If one refrained from illuminating the past, “this deep, dark family secret stayed a secret for 50 years, from 1939 to 1989,” when Communism fell. “At that point, the Nazi survivors are confronted with the question: ‘Do I feel safe enough today to tell my children and grandchildren, friends, colleagues, neighbors that I’m really Jewish?’”
Schudrich arrived in Eastern Europe around the time many residents began navigating these complex waters.
“I’d say that the community and I kind of grew up together,” he said.
Schudrich holds ordination from the Jewish Theological Seminary and Yeshiva University, as well as a master’s degree from Columbia University. As a professional, he came to Poland first with the Ronald S. Lauder Foundation in 1990. In 2000, he became rabbi of Warsaw, and in 2004 accepted the position of chief rabbi of Poland.
Schudrich’s visit to Pittsburgh follows last April’s announcement that the Jewish Agency for Israel’s Partnership2Gether Peoplehood Platform added Warsaw as an additional partner to the Jewish Federation of Greater Pittsburgh; the Steel City has maintained decades-long ties to the northern Israeli regions of Karmiel and Misgav.
“We’re hoping to add a new dimension, a new layer of Jewish peoplehood to our work,” said Debbie Swartz, Federation’s overseas planning associate.
Welcoming Warsaw “can put a mirror up in front of our faces, in Pittsburgh and Karmiel/Misgav, of our Jewish identity by understanding the journey that they’re going through in Warsaw as an emerging Jewish community since the fall of communism; what that journey is for them; and how does that potentially inspire us; and what they can learn from us about building a Jewish community,” she added.
Swartz was among those who talked to Schudrich and four other visiting Polish Jewish professionals about Pittsburgh’s relationship with Karmiel and Misgav and the realities of local Jewish life.
Daylong meetings, including those at the Jewish Community Center of Greater Pittsburgh, provided insight into the programs that already exist between Pittsburgh’s Federation and Karmiel/Misgav, and the ones that Poland or Warsaw can join immediately or in the future.
“We’re thinking about all kinds of possibilities, different ways to integrate them into our programs, different programs, so it is both exciting and it is both challenging because we’ve been in this relationship with Karmiel/Misgav for 25 years,” said Swartz. “It’s like when any new family member comes in. You all have to learn how to work with each other, so that’s what we’re trying to do, and yes we hope to eventually get to the point where it’s working really well but we literally just started. And we’re taking it slow, we’re taking it with baby steps.”

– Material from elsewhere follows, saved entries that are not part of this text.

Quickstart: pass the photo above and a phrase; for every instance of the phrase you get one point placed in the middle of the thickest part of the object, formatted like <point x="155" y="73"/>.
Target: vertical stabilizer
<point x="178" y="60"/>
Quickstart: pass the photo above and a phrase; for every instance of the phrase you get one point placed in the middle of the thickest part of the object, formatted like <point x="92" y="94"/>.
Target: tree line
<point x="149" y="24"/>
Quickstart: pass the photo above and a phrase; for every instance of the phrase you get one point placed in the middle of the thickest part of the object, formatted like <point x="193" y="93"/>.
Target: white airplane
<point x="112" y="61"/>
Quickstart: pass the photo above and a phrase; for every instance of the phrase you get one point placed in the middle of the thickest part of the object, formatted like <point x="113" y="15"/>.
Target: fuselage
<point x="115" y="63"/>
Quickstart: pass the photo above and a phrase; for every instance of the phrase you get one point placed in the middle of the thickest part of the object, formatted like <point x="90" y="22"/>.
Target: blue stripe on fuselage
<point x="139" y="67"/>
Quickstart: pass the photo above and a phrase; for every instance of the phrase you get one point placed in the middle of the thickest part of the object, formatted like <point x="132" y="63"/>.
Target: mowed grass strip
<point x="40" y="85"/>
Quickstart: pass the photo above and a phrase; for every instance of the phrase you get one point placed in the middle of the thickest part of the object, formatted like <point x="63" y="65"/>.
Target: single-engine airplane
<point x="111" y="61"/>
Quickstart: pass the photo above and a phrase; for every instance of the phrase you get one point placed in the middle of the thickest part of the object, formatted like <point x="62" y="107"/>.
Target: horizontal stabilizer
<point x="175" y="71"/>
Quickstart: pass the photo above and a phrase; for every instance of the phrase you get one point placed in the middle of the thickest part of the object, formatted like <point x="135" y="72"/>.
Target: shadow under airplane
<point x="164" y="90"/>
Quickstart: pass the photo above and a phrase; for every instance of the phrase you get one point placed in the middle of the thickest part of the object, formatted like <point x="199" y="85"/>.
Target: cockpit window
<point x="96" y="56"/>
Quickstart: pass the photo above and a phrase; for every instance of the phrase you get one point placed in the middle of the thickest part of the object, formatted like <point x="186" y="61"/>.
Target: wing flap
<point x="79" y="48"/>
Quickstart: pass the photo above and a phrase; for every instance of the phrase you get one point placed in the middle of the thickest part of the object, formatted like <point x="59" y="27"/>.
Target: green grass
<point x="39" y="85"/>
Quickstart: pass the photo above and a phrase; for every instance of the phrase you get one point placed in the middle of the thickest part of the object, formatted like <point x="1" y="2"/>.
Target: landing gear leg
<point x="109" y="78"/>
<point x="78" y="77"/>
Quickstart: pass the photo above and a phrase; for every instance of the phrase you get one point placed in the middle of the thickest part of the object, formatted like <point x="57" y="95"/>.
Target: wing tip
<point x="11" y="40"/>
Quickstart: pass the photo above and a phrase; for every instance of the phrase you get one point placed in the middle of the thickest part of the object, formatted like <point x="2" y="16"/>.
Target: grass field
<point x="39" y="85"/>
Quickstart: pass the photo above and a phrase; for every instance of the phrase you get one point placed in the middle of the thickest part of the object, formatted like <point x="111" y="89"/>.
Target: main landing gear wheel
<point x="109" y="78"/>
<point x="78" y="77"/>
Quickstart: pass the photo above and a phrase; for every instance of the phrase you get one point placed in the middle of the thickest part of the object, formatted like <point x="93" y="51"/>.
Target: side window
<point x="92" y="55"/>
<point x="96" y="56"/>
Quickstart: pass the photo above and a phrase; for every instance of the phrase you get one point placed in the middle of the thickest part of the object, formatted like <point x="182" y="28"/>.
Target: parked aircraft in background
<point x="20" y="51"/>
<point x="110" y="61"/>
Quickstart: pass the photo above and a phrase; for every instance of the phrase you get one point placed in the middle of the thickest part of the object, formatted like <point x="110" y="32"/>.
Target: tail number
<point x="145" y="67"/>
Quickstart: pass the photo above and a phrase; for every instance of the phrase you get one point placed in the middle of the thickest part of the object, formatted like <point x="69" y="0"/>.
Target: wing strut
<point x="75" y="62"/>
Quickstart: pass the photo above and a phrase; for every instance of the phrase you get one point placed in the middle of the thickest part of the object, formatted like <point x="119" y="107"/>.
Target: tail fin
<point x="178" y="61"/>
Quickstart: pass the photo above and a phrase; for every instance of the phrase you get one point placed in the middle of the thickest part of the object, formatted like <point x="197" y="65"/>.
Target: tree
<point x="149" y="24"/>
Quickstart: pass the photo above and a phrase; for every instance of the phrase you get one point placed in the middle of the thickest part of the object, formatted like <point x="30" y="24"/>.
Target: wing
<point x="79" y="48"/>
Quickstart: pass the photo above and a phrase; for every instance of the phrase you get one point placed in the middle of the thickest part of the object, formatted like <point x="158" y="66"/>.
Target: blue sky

Approximately 10,000 Jews currently live in Poland, according to the World Jewish Congress.
Schudrich is optimistic about his community, as in Warsaw, the number of active Jews is rising, he explained.
“Official members of the community in Warsaw is now over 700,” he said. “That’s up from five years ago, from 250, and more importantly the median age has dropped from like 65 to 45.”
Population growth is reflected by interest, he explained: “People are now ready to affiliate.”
Building a relationship with Pittsburgh and its sister city offers a number of benefits, but primarily when it comes to Jewish identity, he continued: “When a person in Poland discovers they have Jewish roots, first it’s a very lonely experience there by themselves. It’s their personal journey, their personal discovery. And then they decide they want to do something about it, and they get involved in their local community, but it’s just something very local,” he said. Eventually there is a “realization that there is a whole world out there with the Jewish community. And when people in Warsaw, coming back to their Jewish roots, wanting now to become part of the Jewish world know that Pittsburgh and Karmiel/Misgav want to be in contact with us, whatever that means, that they care about us, it’s incredibly important, it’s incredibly empowering.”